A paso mudá, Opinión

Una religión llamada ignorancia

Recientemente se han dado una serie de actos en lo que engloba el mundo de la Semana Santa, los cuales no han pasado desapercibidos para el público. Desde la magna de Cádiz, pasando por Vélez-Málaga, la extraordinaria de la Paz de Córdoba, llegando a las salidas extraordinarias de Sevilla.

Partiendo de que el mundo de la Semana Santa parte de nuestra creencia hacia Dios, deberíamos plantear diversas cuestiones:

¿Por qué va la gente a las procesiones?

Pues bien, es difícil de entender pero fácil de explicar, y aunque duela escribirlo y leerlo, mucha gente va por el espectáculo, por las bandas y por el ambiente que se crea. Hay que ser conscientes de que, en relación con décadas atrás, hay menos gente creyente en nuestra Semana Santa, y aunque sea contradictorio, se puede dar. Al final, una procesión se puede llegar a ver como un espectáculo en la calle (yo no lo veo así). Y van acompañadas por unas notas musicales que están a la altura de lo que el público quiere, independiente del motivo por el cual se crean.

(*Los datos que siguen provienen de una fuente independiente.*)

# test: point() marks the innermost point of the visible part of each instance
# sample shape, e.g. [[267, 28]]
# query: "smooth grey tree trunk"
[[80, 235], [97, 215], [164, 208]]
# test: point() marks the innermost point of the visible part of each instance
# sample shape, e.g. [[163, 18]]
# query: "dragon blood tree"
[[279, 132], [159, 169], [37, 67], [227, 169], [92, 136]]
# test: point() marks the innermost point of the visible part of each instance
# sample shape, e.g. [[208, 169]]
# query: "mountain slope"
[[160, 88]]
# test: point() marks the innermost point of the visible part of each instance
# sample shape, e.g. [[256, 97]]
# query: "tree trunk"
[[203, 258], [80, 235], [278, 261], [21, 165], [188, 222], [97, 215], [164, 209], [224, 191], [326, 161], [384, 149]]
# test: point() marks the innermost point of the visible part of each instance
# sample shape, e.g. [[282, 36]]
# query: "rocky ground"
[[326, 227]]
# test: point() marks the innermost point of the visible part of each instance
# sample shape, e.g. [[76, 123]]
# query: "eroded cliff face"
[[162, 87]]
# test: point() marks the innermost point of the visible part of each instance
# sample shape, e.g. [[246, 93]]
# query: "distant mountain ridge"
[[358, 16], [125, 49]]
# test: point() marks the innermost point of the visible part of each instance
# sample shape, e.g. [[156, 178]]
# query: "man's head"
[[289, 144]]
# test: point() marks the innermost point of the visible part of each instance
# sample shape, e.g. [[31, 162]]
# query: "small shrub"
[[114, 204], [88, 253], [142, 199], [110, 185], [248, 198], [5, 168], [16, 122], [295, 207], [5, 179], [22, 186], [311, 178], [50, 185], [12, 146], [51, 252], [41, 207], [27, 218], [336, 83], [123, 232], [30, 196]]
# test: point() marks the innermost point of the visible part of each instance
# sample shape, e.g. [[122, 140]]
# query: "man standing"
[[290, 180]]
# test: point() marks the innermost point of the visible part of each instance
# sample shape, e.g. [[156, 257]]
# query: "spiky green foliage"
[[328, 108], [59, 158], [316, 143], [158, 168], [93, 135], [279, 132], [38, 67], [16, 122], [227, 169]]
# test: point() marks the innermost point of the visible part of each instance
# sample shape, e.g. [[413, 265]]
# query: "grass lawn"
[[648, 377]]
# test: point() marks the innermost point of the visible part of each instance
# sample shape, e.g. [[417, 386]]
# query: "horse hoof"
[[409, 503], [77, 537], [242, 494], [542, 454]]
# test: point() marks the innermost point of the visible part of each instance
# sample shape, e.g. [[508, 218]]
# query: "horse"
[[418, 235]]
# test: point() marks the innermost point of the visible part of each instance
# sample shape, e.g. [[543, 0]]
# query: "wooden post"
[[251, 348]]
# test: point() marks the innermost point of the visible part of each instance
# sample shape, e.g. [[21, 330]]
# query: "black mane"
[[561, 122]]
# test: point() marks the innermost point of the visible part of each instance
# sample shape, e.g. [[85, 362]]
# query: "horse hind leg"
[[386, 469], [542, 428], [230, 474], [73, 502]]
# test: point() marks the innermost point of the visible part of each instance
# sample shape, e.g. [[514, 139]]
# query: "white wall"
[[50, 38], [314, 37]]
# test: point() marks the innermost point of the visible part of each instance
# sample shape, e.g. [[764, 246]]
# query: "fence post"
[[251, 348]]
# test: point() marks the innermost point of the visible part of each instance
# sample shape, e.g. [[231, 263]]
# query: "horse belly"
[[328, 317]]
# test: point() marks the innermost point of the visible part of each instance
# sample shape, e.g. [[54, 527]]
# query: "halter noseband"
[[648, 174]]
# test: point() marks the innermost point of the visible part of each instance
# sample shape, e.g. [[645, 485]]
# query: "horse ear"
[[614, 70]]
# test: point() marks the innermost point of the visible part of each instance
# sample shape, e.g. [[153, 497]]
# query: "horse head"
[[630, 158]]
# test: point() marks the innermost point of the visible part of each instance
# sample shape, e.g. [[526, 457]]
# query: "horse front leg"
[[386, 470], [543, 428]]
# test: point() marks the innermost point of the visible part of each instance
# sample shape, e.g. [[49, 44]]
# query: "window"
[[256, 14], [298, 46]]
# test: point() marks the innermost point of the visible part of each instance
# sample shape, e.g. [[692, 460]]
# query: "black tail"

¿Respeta la gente las procesiones?

Puede haber de todo, pero bajo mi punto de vista, el respeto se está perdiendo de forma caótica. Bares con la música más fuerte de la cuenta en el paso de una cofradía, gente alcoholizada dando espectáculo, móviles y más móviles delante del banderín de la banda mientras que el Señor o la Virgen caminan solos.

¿Se hace respetar la Semana Santa?

Rotundamente no. Cada vez las hermandades parecen más partidos políticos que corporaciones pertenecientes a la Iglesia y a sus hermanos. Rivalidad, desprestigio, faltas de respeto y una larga lista con la que no acabaríamos nunca. Incluso propios hermanos atentando contra sectores de su hermandad por gusto. ¿De verdad la fe católica consiste en esto? Quizá algunos de los mandamientos se nos estén escapando.

¿Y todo esto por qué? Por la ignorancia, sin más. Ignorando al que realmente merece la importancia, y atendiendo a todo lo que Él no le daría importancia.